3.4 Scenario D: Comprehensive Scheme

In order to achieve the comprehensive management of the entire over-exploitation area, the optimal utilisation coefficient is 0.7 and the optimal replacement of water is 100%. It is evident from Fig. 4h that there is no drawdown funnel in the study area and the groundwater level in the north is higher than the sea level. Additionally, the flow of water is from south to north and eventually into the Laizhou Bay. Under such scenario, the problem of overexploitation of groundwater can be alleviated and the invasion of sea water will be effectively controlled.

4 Conclusion

In this study, Visual MODFLOW was used to simulate the dynamic changes of groundwater. After calibration and validation, the model was used to predict dynamic changes of groundwater from 2014 to 2023 in the over-exploitation area of Weifang.

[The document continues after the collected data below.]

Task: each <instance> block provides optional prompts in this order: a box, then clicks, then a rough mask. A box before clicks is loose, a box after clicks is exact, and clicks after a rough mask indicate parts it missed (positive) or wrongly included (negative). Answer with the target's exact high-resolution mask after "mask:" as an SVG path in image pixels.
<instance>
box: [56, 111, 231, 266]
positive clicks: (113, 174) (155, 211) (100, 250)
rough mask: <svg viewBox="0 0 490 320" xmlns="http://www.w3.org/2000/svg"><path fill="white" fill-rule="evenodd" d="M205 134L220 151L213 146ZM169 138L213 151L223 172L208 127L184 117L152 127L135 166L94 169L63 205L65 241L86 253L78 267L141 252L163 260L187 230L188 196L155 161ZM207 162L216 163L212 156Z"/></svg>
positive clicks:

Under the current mining scenarios, the groundwater level showed different degrees of decline. In particular, the decline in most areas was estimated at a rate of 0.3–0.4 m/a and the decrease in groundwater sources ranged from 0.6–1 m/a. The maximum water depth was calculated to reach 50 m, therefore, it is important to alleviate the over-exploitation of groundwater resources. In order to restore the groundwater system, first agricultural water savings were simulated. However, from the simulation results, the utilisation coefficient of B2 was found to be less than the utilisation coefficient of B3, while the water budget of B2 was more than the water budget of B3. Therefore, a higher utilisation coefficient is not always more conducive to the restoration of groundwater system. The second simulation was based on groundwater replacement. The results indicate that the groundwater system realises balance when the replacement is 75% of the current water sources and the more the replacement water is, the better the drawdown funnel repair effect. Thus, the combination of B2 and C3 is suggested as a comprehensive plan to effectively control the over-exploitation area. These results not only provide a scientific basis for groundwater restoration in study area but also for other similar areas.